May 12, 2017 9:30 am
Here are some stories from the Hudson River this week. Click here to hear an audio version of this report.

The Stevens Institute reports temperatures this week in the Hudson River near Albany have been between 52 and 56 degrees.

Paul Post reports in The Saratogian that after General Electric spent $2 billion cleaning up some of the polychlorinated biphenyls, or PCBs, that the company previously added to the Hudson River, the U.S. Environmental Protection Agency is now taking 400 Hudson River floodplain samples. From the 1940s to 1977 General Electric dumped vast quantities of PCBs into the Hudson River, from plants in Fort Edward and Hudson Falls. The EPA already has 7,500 samples from 670 properties since 2000. Now the agency wants to test more backwater areas from Fort Edward to Troy. "Julie Stokes, of Schuylerville Area Chamber of Commerce, said it could be five to 15 years before a floodplain cleanup method is agreed to, approved, designed and implemented," the story says. For more information about the floodplain study go to: www.epa.gov/hudson.

• Local sewer plants released announcements about their releases into local Hudson River water sources after heavy rains last weekend.

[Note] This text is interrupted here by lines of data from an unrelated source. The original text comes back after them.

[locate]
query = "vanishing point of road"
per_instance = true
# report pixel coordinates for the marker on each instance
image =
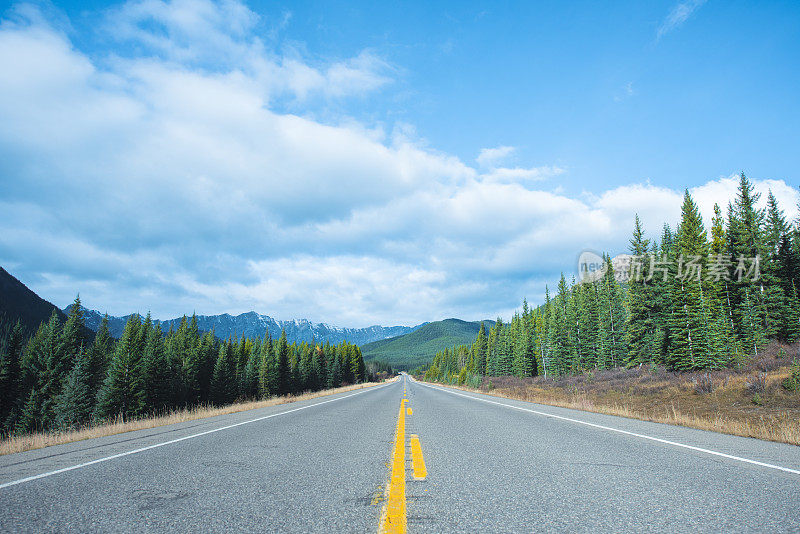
(405, 455)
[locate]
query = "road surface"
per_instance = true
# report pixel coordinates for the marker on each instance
(322, 465)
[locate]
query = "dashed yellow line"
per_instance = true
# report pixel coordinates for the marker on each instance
(418, 462)
(394, 515)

The Village of Catskill Wastewater Treatment Plant on May 7 had two hours of release into Catskill Creek. The City of Hudson Wastewater Treatment Facility on May 6 had a five-and-a-half hour release into the Hudson River, and another four-and-a-half hour release May 5.

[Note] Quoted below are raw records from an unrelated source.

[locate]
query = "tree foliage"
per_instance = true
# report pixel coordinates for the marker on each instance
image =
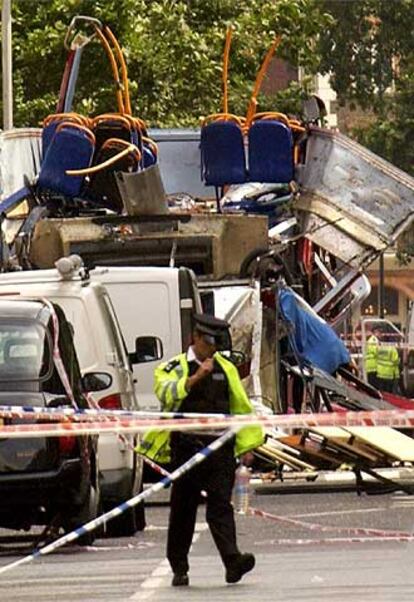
(368, 47)
(174, 54)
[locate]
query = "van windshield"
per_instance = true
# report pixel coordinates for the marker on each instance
(24, 350)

New York's Department of Environmental Conservation is currently in the tenth year tracking Hudson River eels. More than 550 volunteer are donning waders and venturing into tributary streams to participate in the DEC's research on migrating juvenile American eels (Anguilla rostrata). "New York is home to significant habitat that is critical to the life-cycle of many migratory fish species," said DEC Commissioner Basil Seggos. "The American Eel Research project is an excellent way to connect students and the community with nature while gathering research that can be valuable for the future study of this species and its role in our ecosystem." The Hudson River Estuary Program and Hudson River National Estuarine Research Reserve began ten years ago gathering data for multi-state management plans for eel conservation. Eel collection takes place at most sites daily from early March through mid-May. Now coastal states from Florida to Maine monitor the migrations of American eels. Local eels are born in the Sargasso Sea north of Puerto Rico, and every spring they arrive in estuaries like the Hudson River as translucent, two-inch long "glass eels." Eels will live in freshwater streams and lakes for up to 30 years before returning to the sea to spawn.